Predicted before: [3 3 3 ... 3 3 3]

output, from_logits = _get_logits(

32/32 [==============================] - 0s 937us/step

Iteration: 0 Predicted: [8 8 8 ... 8 8 8]

32/32 [==============================] - 0s 915us/step

Iteration: 1 Predicted: [8 8 8 ... 8 8 8]

32/32 [==============================] - 0s 777us/step

Iteration: 2 Predicted: [8 8 8 ... 8 8 8]

然后可以看到扰动图片：

代码说明：

这段代码的主要目标是生成对抗样本，使得一个训练好的神经网络模型将MNIST数据集中的数字3错误地识别为数字8。

以下是代码的主要步骤：

1. 加载和预处理数据：代码首先加载MNIST数据集，并将图像数据归一化到0, 1]范围。然后，它选择了所有的数字3的图像，并创建了一个目标标签，这是我们希望模型将数字3识别为的数字。

2. 创建和训练模型：代码创建了一个简单的全连接神经网络模型，并使用训练数据对它进行训练。

3. 创建ART分类器：代码创建了一个ART分类器，这个分类器是对原始模型的一个包装，它提供了一些额外的功能，例如生成对抗样本。

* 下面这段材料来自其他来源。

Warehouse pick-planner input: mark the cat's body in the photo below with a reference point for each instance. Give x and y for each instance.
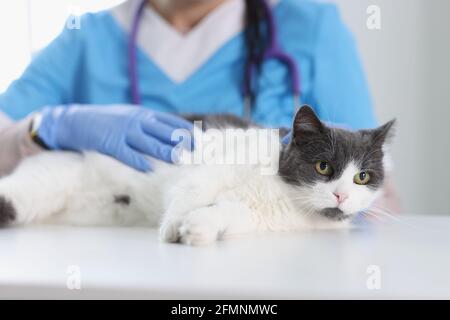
(195, 203)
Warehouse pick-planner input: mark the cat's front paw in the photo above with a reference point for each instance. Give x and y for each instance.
(169, 230)
(7, 212)
(200, 227)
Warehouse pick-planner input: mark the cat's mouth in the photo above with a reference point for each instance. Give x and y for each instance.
(334, 214)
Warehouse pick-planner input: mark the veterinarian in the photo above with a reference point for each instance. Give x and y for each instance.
(115, 84)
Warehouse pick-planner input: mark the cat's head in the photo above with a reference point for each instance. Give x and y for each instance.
(335, 173)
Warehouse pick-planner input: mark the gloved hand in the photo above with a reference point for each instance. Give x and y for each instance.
(125, 132)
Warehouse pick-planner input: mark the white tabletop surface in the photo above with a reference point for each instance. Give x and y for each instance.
(412, 256)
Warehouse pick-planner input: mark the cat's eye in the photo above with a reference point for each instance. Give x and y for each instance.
(361, 178)
(324, 168)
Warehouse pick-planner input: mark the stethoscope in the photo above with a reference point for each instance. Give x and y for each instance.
(273, 52)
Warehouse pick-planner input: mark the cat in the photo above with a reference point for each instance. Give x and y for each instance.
(324, 177)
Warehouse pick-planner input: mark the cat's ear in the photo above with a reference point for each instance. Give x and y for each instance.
(306, 121)
(384, 134)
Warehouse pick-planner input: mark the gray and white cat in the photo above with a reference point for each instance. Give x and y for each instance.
(325, 176)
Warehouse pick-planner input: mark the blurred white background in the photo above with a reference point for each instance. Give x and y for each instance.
(407, 64)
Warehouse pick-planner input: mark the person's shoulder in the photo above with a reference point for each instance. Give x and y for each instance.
(305, 20)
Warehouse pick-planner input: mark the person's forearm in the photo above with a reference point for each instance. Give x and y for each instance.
(15, 144)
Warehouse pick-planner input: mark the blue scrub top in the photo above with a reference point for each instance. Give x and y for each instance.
(90, 66)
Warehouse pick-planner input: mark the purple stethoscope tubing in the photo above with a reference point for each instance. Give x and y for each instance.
(273, 52)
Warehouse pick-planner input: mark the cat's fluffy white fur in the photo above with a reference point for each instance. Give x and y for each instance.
(194, 204)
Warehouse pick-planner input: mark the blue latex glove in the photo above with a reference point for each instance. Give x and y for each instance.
(125, 132)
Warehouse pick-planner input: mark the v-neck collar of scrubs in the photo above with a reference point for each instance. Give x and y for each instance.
(179, 55)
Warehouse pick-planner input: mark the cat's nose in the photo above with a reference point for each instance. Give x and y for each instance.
(340, 196)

4. 生成对抗样本：代码创建了一个FGSM实例，并使用它在每次迭代中生成对抗样本的扰动。然后，它计算所有样本的平均扰动，并将这个平均扰动添加到所有对抗样本上。这个过程重复100次，或者直到所有的预测结果都为8。

5. 保存对抗样本和平均扰动：代码将每个对抗样本和平均扰动保存为图像。

这段代码的主要思想是，通过添加一些微小的扰动到原始图像上，可以使得神经网络模型的预测结果发生改变。这种方法可以用来测试模型的鲁棒性，或者用来攻击模型。

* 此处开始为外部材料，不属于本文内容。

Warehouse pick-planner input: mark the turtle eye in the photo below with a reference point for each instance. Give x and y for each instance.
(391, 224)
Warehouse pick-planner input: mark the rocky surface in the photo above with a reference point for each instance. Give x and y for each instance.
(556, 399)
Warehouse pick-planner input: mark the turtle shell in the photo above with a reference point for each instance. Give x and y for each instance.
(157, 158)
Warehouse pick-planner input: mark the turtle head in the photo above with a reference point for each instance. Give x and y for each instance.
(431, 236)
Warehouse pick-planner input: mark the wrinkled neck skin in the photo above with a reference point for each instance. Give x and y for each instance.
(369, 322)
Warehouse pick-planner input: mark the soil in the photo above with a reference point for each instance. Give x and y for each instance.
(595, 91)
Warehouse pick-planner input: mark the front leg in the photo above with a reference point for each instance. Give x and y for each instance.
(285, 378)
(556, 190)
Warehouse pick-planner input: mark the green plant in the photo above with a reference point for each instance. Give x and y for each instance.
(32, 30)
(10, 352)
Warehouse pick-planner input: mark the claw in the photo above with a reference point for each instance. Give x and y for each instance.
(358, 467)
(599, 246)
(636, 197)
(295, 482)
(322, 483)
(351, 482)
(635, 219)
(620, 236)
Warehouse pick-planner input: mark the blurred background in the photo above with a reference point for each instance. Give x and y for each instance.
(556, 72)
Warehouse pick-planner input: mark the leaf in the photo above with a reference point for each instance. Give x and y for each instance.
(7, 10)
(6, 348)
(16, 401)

ART库地址：https://github.com/Trusted-AI/adversarial-robustness-toolbox/

【引申】

如果要生成针对交通信号牌的对抗样本，

（1）首先要找一个CNN，能够很好识别指示牌：

例如：

https://www.kaggle.com/code/shivank856/gtsrb-cnn-98-test-accuracy

https://cloud.tencent.com/developer/article/2201792

两个的精确率都还不错。

当然，他们都是基于开源的交通信号指示牌数据做的模型：Traffic sign recognition system based on Tensorflow convolutional neural network (CNN) (GTSRB dataset)

（2）下载数据集，也就是比赛中的源样本和目标样本图片，送入上述网络，看看识别结果，是否正常识别。

（3）将该网络导入，然后用上面的步骤生成对抗样本。